Mein Landleben - Folge 19: Vom Leben in der Hochsaison

29. Juni 2015, Harriet Heise - Mein Landleben,

 

Dialog an der Käsetheke: „Wollen wir noch Käse kaufen?“ fragt die Frau. Er brummelt nur: „Brauchen wir nicht.“ „Aber Du magst doch den würzigen so gern. Wie heißt der noch?“ Er: „Brauche ich nicht.“ Die Frau wieder – jetzt zu der Bedienung hinterm Tresen: „Welche Sorten haben Sie denn, die ein bisschen würzig sind?“

Jetzt beginnt eine Intensiv-Beratung über würzige Käsesorten aus dem In- und Ausland. Die Frau probiert interessiert, hält auch ihrem Mann immer mal wieder ein Stückchen hin. „Wie findest Du den?“ „Wir haben doch noch Käse“, kommt die abwehrende Antwort. Eine gefühlte Ewigkeit später entscheidet sich die Frau, drei Scheiben Butterkäse mitzunehmen – nur zu Sicherheit. Dahinter stehe ich mit meinem Einkaufswagen, brauche nur ein Stück Parmesan und versuche, ganz ruhig zu bleiben, was mir mal besser und mal schlechter gelingt.
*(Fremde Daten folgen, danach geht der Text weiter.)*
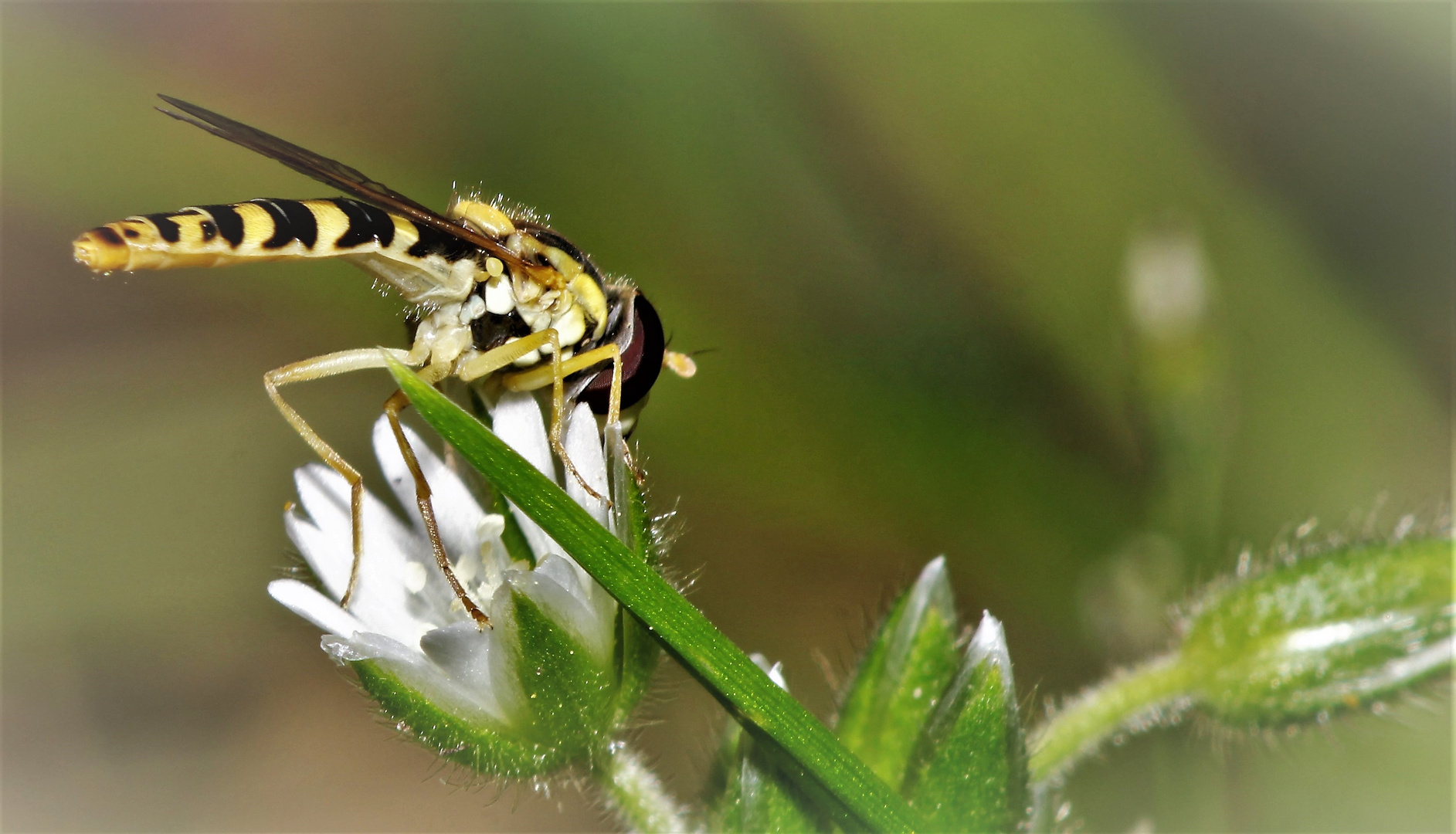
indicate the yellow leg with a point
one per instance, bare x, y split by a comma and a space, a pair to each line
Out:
555, 375
317, 368
533, 378
427, 511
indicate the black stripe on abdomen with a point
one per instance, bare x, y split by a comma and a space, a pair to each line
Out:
166, 227
434, 242
300, 220
366, 225
229, 223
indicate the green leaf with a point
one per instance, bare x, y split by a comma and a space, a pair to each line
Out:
901, 677
969, 773
728, 674
1325, 633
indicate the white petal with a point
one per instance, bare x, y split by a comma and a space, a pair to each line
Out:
518, 419
584, 447
315, 607
456, 510
467, 656
549, 587
421, 674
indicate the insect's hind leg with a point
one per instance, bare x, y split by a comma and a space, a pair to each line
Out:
317, 368
427, 511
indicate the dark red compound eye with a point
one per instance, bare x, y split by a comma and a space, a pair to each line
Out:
641, 361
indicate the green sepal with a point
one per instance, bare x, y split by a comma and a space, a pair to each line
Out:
901, 677
477, 745
969, 771
568, 695
1321, 635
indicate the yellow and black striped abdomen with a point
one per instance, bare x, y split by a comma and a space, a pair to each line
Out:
263, 230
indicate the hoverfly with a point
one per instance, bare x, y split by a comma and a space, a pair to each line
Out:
498, 297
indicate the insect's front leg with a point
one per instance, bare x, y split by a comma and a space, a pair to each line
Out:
555, 375
317, 368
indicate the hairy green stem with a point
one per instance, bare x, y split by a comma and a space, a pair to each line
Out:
635, 794
1132, 700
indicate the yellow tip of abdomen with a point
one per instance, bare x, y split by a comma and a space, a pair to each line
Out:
98, 253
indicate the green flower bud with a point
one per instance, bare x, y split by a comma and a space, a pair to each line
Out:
969, 771
1322, 633
750, 792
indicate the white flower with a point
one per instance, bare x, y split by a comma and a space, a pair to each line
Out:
405, 619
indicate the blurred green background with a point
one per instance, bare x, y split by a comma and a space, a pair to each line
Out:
1085, 297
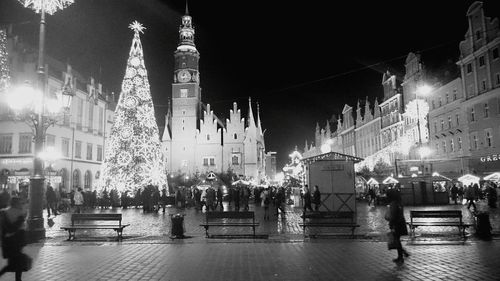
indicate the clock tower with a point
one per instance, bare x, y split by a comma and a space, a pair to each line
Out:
186, 98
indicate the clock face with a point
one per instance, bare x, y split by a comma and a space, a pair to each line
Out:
183, 76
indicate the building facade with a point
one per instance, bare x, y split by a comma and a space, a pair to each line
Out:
77, 137
195, 140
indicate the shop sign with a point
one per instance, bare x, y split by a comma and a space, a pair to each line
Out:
490, 158
16, 161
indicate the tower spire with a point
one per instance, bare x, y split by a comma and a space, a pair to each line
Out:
259, 125
251, 122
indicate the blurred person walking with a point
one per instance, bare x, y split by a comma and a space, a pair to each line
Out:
12, 225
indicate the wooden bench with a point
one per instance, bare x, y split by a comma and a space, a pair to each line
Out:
344, 219
437, 218
77, 222
231, 219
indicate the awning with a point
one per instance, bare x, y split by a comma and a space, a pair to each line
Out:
493, 177
390, 180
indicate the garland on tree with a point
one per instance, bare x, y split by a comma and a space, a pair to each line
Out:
133, 157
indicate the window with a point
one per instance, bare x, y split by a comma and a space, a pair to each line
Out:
208, 161
481, 61
76, 179
474, 141
489, 138
91, 117
5, 144
89, 151
65, 147
100, 127
235, 160
184, 93
99, 153
78, 149
50, 140
25, 143
79, 113
87, 180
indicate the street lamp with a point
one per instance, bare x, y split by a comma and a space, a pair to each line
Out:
39, 111
41, 105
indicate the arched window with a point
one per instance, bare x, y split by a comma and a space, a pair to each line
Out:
87, 180
76, 179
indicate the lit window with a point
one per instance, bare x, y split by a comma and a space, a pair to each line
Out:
495, 53
489, 138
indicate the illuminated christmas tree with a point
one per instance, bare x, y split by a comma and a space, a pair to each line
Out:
4, 62
133, 157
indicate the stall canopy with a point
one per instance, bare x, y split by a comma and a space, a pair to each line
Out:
468, 179
390, 180
493, 177
241, 182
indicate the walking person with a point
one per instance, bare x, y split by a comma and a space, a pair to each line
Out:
265, 202
316, 198
397, 223
307, 199
454, 193
78, 198
470, 195
50, 195
12, 224
220, 196
371, 194
163, 198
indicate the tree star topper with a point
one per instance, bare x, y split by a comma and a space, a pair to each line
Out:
137, 27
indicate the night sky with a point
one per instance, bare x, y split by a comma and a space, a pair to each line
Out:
301, 60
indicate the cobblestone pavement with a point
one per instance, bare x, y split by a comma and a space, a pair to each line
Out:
338, 259
158, 225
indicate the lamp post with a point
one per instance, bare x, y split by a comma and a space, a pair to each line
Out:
38, 110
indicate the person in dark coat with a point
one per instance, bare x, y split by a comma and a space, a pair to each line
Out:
50, 195
12, 225
307, 199
220, 195
397, 222
316, 198
454, 193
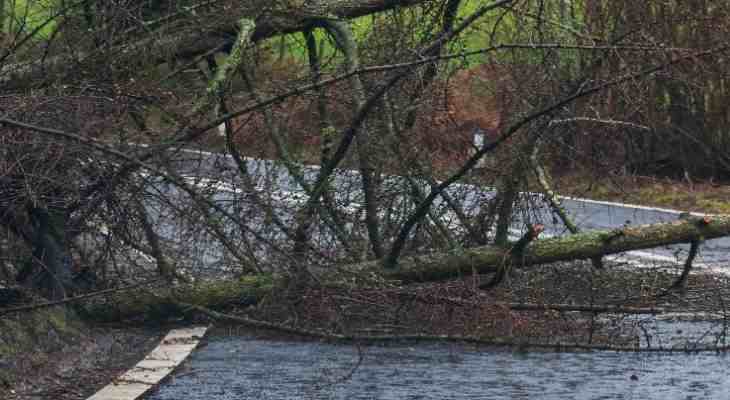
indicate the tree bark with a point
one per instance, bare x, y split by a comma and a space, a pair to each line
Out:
588, 245
271, 23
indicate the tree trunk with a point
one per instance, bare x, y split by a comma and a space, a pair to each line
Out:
588, 245
274, 22
49, 270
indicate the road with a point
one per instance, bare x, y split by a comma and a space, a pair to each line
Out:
218, 172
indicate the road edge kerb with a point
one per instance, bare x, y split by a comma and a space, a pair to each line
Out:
173, 349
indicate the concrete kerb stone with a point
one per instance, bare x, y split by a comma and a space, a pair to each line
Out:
172, 350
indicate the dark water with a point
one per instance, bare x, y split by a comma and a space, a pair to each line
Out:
248, 368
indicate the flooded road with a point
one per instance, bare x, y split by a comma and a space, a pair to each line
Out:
240, 367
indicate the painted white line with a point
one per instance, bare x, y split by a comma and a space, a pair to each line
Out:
172, 350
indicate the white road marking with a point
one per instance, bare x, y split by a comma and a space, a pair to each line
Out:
160, 362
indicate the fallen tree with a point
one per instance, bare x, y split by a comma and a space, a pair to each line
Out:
587, 245
269, 20
425, 268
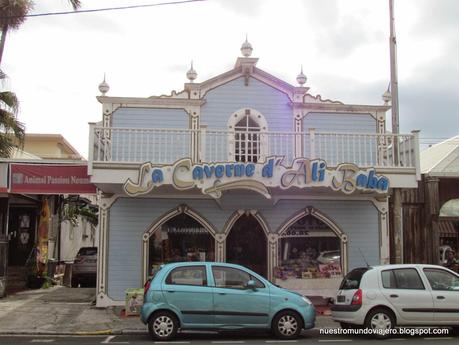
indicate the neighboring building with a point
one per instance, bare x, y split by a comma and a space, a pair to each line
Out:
244, 168
50, 146
431, 212
47, 167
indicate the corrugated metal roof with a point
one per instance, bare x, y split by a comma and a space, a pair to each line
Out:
441, 159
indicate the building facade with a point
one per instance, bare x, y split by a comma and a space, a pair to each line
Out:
244, 168
47, 169
431, 212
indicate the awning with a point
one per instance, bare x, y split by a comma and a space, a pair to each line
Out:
447, 229
50, 179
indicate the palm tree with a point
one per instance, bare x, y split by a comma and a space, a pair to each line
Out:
13, 14
12, 131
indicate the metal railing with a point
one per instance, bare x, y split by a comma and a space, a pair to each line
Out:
165, 146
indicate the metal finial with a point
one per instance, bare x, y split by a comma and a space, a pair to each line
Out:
191, 74
104, 87
301, 78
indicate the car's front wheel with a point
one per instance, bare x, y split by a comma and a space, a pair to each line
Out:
287, 325
163, 326
380, 321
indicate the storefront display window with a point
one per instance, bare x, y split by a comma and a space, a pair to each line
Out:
180, 239
246, 245
309, 249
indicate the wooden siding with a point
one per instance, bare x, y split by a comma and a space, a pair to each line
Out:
226, 99
150, 118
130, 218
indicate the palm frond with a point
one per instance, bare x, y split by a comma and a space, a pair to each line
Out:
9, 99
13, 13
76, 4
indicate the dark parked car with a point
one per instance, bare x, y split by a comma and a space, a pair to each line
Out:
84, 269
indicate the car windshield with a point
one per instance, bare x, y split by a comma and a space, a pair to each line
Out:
352, 279
331, 255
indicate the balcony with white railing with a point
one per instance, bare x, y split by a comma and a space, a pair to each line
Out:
165, 146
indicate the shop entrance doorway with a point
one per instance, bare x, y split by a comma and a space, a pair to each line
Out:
246, 245
21, 229
181, 238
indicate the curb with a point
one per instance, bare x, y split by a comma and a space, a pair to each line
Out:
88, 333
51, 333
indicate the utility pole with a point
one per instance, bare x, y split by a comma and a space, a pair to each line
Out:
396, 192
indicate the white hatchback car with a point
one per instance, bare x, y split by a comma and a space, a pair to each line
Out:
383, 297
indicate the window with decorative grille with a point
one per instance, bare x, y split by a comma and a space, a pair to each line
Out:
247, 140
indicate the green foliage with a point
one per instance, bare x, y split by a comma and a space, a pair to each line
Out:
13, 13
12, 131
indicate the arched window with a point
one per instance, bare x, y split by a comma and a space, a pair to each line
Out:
248, 141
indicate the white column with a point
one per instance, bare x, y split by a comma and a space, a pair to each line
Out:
102, 252
273, 251
384, 234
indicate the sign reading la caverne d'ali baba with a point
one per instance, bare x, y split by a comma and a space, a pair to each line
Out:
214, 178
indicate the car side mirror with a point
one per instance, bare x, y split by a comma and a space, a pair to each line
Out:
251, 285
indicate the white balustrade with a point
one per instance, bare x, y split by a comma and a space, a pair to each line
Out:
165, 146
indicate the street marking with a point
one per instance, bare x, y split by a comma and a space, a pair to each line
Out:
110, 337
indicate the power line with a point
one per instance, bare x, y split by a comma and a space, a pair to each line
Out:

Diese Szenen kenne ich in hunderten von Varianten. Denn ich wohne an der Ostseeküste, wo es besonders schön ist – und wo vor allem viele viele Campingplätze sind. Und sobald die Saison beginnt, ist die Stadt voller Touristen. Das ist gut so – davon lebt die Region. Im Einzelfall kann es allerdings sehr anstrengend sein. Insbesondere dann, wenn man selbst ein bisschen in Eile ist und auf Menschen trifft, die alle Zeit der Welt haben.

Zum Beispiel an der Käsetheke. Oder vor allem auch auf der Straße. Auch ich liebe das saftige Gelb der Rapsfelder, bremse allerdings den Wagen nicht immer auf 20 Stundenkilometer runter, wenn ich mal eines sehe. Oder fahre grundsätzlich auf einer Bundesstraße nicht schneller als 40, weil mir ja irgendein Pferd auf der Weide entgehen könnte. Ich habe einen recht langen Weg zur Arbeit und brauche im Sommer tatsächlich etwas länger, weil Wohnmobile mit aufreizend langsamem Tempo vor mir herfahren. An diesen Schlachtschiffen der Straße kann man ja weder links noch rechts vorbeigucken, so dass man auch nie zum Überholen kommt. Dann versuche ich mich an einige Grundlagen der Meditation zu erinnern, die ich mal vor langem beim Yoga geübt habe. Und erfinde ständig neue Mantras, die dafür sorgen sollen, dass mein Blutdruck nicht besorgniserregend steigt. Oder ich male mir aus, wie ich in die Politik gehe und ein Tag-Fahrverbot für Wohnmobile als Gesetzentwurf in den Bundestag einbringe.

Ein weiteres Phänomen, das man wahrscheinlich hier im reichen Deutschland auch nur in Touristenregionen finden kann: Kurzfristige Erscheinungen der Mangelwirtschaft. Wenn im Hochsommer mehrere Wochen schönes Wetter aufeinander folgen, dann kann es sein, dass Grillkohle knapp wird, es in der Kühltruhe kein Vanilleeis mehr gibt und Aufbackbrötchen ausverkauft sind. Das erfordert eine sorgfältige Planung und auch langfristige Vorratshaltung.

Neulich hatte ich allerdings ein Erlebnis, das meinen Blick auf diese Dinge wieder etwas verändert hat. Ich war gemeinsam mit Freunden zum Grillen eingeladen – auf einem Campingplatz. Also man muss sagen: Da vorn in der ersten Reihe an der Steilküste zu sitzen mit Blick auf die Lübecker Bucht, das war herrlich. Kein Wunder, dass so viele Menschen zu uns kommen, so schön können sie es zu Haus gar nicht haben. Zudem kam es sehr gut an, dass ich zwei Säcke Grillkohle aus meinem Bestand mitgebracht hatte. Und das Schönste: Ich habe erfahren, dass auf den meisten Campingplätzen eine Mittagsruhe gilt – von 13 bis 15 Uhr bleibt die Eingangsschranke geschlossen. Die Camper können nicht raus.

Also, wenn Sie mich erreichen wollen, bitte nicht mittags anrufen. Da kaufe ich neuerdings ein.